Patrick Connor, the NFIB’s Washington state director, said he remains unenthusiastic about another tax that will reduce employees’ paychecks, as well as businesses having “one more administrative burden.”
Already, businesses and employees are paying increased payroll taxes to support the state’s new paid-family leave program, which will start paying out benefits next year.
Connor said he would like to see stronger protections — such as an amendment to the state constitution — that will help ensure the payroll tax money for both programs is spent as intended. While the long-term care bill includes language specifying how the money can be used, without a constitutional amendment, Connor said, lawmakers can more easily change that later.
“When it’s a special assessment on workers’ payroll, those workers deserve the certainty of knowing those dollars are being used for those intended purposes, and not diverted,” Connor said.
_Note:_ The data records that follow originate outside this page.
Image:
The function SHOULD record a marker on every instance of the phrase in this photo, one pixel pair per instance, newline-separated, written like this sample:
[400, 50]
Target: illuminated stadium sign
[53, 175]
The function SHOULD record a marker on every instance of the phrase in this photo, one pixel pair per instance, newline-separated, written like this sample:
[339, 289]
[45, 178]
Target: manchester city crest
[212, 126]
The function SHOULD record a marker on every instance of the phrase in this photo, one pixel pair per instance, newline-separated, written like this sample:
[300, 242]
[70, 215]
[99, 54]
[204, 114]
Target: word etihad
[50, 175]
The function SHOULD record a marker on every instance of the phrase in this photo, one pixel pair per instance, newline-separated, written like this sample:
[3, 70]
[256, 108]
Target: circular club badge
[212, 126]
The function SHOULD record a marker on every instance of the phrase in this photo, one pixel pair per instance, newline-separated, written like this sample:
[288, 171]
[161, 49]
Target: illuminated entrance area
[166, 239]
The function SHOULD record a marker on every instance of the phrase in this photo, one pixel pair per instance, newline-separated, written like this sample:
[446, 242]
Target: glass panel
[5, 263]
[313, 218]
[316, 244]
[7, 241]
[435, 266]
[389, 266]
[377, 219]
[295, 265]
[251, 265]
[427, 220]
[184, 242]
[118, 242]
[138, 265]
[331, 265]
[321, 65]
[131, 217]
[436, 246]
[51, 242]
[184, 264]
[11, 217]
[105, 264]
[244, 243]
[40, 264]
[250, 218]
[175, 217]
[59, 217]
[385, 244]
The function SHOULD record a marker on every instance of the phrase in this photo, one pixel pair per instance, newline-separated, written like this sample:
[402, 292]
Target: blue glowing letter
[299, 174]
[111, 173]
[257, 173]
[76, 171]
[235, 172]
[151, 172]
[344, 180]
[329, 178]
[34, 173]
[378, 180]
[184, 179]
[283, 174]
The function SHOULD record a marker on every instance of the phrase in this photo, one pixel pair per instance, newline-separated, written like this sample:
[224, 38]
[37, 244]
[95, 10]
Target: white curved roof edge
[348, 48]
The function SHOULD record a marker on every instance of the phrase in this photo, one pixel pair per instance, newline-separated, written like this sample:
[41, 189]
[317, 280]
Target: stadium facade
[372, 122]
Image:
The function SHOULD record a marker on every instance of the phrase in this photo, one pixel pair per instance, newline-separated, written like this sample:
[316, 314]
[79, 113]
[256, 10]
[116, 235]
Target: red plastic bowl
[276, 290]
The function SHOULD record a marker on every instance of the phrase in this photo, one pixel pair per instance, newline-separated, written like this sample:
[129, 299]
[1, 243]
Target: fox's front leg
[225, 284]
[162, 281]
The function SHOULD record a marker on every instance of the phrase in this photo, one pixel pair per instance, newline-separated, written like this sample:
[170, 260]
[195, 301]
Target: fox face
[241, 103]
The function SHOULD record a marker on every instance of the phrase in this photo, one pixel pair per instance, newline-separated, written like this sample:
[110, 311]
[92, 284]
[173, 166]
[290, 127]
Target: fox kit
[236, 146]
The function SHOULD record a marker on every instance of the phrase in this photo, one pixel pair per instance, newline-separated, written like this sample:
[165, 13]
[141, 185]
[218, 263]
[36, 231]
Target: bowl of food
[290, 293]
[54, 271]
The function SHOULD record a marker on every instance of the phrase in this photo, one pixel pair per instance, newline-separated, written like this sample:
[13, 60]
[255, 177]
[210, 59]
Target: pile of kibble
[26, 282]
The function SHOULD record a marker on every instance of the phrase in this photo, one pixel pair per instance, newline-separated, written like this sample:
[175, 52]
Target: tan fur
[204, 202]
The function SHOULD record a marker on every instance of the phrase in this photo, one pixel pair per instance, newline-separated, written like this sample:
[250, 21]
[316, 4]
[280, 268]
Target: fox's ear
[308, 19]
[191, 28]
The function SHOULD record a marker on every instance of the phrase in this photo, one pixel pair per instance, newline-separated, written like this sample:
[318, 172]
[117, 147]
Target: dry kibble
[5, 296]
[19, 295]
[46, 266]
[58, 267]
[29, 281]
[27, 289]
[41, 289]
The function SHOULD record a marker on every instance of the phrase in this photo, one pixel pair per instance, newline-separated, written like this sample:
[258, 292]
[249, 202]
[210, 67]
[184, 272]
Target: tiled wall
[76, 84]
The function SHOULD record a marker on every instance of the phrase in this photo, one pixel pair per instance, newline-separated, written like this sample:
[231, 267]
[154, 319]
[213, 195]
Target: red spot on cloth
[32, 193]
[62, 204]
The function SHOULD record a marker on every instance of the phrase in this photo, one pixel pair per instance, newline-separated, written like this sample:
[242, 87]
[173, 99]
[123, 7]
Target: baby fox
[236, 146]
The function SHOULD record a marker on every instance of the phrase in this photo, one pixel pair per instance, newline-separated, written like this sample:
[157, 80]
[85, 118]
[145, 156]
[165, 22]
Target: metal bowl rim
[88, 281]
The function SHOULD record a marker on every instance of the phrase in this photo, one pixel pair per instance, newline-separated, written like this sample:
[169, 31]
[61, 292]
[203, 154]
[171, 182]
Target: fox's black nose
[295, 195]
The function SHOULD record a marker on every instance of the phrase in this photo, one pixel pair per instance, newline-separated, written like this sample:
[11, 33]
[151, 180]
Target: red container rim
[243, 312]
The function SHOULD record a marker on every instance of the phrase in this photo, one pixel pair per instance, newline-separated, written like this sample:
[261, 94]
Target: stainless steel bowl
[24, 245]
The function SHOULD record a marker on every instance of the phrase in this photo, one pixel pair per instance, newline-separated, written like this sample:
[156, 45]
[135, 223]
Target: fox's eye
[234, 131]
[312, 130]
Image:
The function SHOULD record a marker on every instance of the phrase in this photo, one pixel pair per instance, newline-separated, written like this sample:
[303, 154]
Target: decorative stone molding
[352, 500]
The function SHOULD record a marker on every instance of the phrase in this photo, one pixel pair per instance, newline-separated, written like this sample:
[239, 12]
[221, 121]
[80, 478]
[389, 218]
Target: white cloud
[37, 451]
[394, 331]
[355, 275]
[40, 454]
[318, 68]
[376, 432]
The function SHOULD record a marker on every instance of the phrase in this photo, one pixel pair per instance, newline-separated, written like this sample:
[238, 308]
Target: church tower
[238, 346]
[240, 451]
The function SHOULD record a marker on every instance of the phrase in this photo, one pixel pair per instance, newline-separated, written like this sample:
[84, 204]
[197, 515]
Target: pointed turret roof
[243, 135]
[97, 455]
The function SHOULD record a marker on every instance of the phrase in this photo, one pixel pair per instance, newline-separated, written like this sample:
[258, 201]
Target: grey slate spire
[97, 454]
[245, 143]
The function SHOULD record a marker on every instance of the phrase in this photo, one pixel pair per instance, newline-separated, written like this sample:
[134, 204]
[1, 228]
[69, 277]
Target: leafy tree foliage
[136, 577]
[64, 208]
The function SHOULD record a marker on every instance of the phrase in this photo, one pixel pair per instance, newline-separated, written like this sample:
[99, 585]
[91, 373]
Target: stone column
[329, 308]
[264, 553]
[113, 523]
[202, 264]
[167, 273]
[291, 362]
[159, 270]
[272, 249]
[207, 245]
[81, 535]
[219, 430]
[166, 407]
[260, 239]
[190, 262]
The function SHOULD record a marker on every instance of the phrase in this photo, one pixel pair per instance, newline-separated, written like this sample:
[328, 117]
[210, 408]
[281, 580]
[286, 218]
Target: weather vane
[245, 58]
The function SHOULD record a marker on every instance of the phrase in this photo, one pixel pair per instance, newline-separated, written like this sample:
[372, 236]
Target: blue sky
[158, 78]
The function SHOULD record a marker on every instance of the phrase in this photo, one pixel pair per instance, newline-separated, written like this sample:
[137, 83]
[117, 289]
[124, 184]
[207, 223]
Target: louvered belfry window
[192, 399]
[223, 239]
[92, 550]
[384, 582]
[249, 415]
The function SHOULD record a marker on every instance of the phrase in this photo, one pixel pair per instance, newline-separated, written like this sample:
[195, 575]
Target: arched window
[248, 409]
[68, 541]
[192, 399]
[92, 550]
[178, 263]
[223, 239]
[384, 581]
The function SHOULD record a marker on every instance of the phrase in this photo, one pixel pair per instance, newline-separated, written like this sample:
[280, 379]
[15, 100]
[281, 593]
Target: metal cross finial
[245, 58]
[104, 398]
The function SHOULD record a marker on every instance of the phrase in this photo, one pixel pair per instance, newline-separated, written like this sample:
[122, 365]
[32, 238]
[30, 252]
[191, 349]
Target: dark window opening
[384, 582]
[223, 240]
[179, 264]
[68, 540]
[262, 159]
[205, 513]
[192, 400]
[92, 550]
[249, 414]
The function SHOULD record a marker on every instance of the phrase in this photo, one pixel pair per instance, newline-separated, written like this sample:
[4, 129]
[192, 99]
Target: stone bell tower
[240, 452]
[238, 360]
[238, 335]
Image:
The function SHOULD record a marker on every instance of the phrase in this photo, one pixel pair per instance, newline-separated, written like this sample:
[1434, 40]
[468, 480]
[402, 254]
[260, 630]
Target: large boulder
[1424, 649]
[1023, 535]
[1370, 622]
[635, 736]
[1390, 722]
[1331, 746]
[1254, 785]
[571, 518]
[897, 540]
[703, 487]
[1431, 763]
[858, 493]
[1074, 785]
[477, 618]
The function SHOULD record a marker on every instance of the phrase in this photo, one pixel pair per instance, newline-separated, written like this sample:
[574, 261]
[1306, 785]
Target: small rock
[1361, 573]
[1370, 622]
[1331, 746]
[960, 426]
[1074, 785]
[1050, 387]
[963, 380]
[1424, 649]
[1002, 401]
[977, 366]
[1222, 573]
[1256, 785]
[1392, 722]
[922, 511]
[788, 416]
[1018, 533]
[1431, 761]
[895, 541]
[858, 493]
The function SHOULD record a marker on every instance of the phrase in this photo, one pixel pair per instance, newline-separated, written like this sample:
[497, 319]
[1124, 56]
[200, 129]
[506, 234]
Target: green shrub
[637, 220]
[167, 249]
Republican lawmakers echoed concerns about the increased tax burden. The measure passed largely along party lines in both chambers of the Legislature, with almost every Republican voting no. Almost all Democrats — who control both chambers of the Legislature — supported the bill.
Why did WA lawmakers decide to act now?
Recent state reports have laid bare the elder-care crisis that could lie ahead for the state’s aging population. By 2030, the number of people in Washington over the age of 85 is expected to double, according to the state Department of Social and Health Services.
By 2040, about 22 percent of Washingtonians are expected to be over the age of 65. By contrast, in 2016, seniors in that age group made up only 15 percent of the state’s population.
“Seventy percent of people are going to need some sort of long-term care once they reach the age of 65. And 90 percent have no plan for that,” said Jinkins, the prime sponsor of the new long-term care law.
By creating a worker-funded program now, the state will not only help people afford care — state officials will also avoid hundreds of millions of dollars in future Medicaid costs. State officials forecast that, at the current pace, demand for long-term care through Medicaid will increase by 91 percent over the next 20 years.
Meanwhile, a consultant’s report found that implementing the long-term care program will save the state about $400 million per year in Medicaid costs by 2050.
Correction: An earlier version of this story misstated the vote count on the long-term care bill. Republican Sen. Judy Warnick supported the measure.